Dice el teólogo J. H. Yoder (ya fallecido), que la fe desviada de su verdadero centro en la persona de Jesús, comienza a desvirtuarse básicamente de dos formas, hasta perder autoridad en nuestra vida. Si exaltamos tanto a Cristo que comenzamos a creer que es solamente una persona divina, ajena a la condición humana de carne y hueso, nuestra fe en la normatividad de sus palabras se debilita.
Lo que él fue y lo que él dijo pasa a ser sólo un ideal muy alto, demasiado alto para nosotros: y como no podemos alcanzarlo nos conformarnos con menos. Ante cada tentación, esa postura no puede sino socavar nuestra obediencia. Y a medida que se desdibuja la persona real e histórica de Jesús, decrece la fe.

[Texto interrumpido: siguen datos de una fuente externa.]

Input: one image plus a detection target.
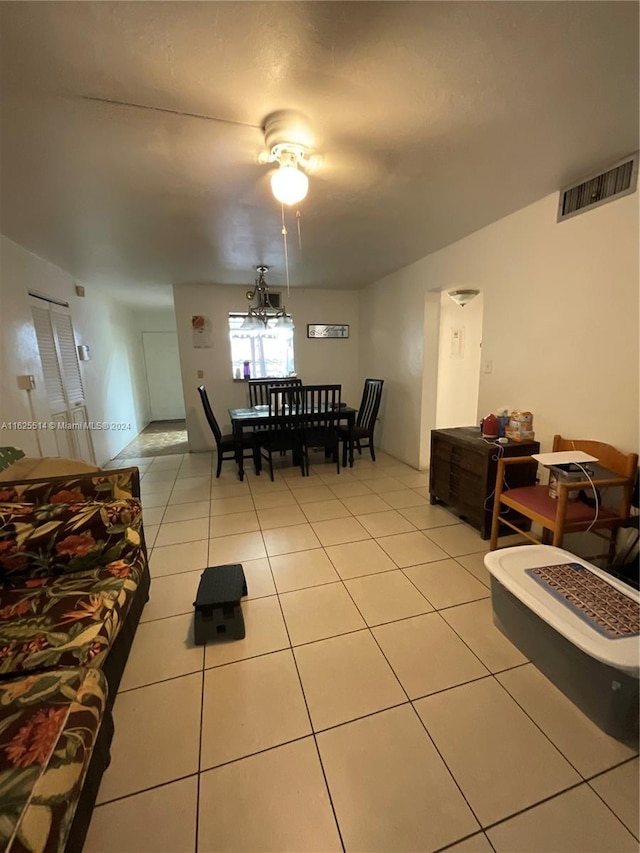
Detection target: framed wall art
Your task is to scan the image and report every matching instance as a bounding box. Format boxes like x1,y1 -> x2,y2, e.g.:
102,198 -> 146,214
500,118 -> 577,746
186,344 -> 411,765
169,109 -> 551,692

Un Jesús puramente espiritualizado o idealizado, se aleja de nuestra cotidianidad. Se convierte en un mero ideal que ya no nos toca. Terminamos adoptando criterios puramente humanos para resolver nuestros dilemas en la vida.
El segundo peligro es exagerar la humanidad de Jesús. Verlo a tal punto en su ropaje cultural de un judío del primer siglo, que perdemos de vista su divinidad. Terminamos por disminuida, y adecuar su figura a categorías sociológicas alternativas. Jesús revolucionario, Jesús moralista, Jesús educador.
Nuevamente habremos perdido el objetivo real de nuestra fe, y no tenemos en quien apoyarnos. El Jesús humano, o meramente humano, carece de autoridad, nos resulta históricamente remoto, no nos sirve de base sostenida y duradera de la fe. Un Cristo puramente humano ya no nos intimida; no le tememos.
Para aumentar nuestra fe necesitamos tener presentes todos los rasgos de Cristo: humanos y divinos. El Cristo amigo que “toca a la puerta” de nuestra intimidad, pero también el Cristo que “gobernará a las naciones con vara de hierro” (Apocalipsis).
El Cristo preexistente de (Efesios 1-3), en quien la realidad cósmica y humana adquiere su forma y sentido, pero también el Cristo crucificado de los Evangelios. El Cristo que levanta los niños en brazos y restaña las lágrimas de una mujer adúltera, tanto como el Cristo que viene a separar las ovejas a la derecha de los cabritos a la izquierda. El que supo escabullirse de una turba exaltada pero también “encaminar su rostro” para morir en Jerusalén.
Necesitamos aumentar nuestra fe en el Salvador y el Juez, el Amigo y el Rey, el Crucificado y el Resucitado, el Amado de nuestra alma y el Hijo eterno de Dios.
Necesitamos las dos caras de la realidad.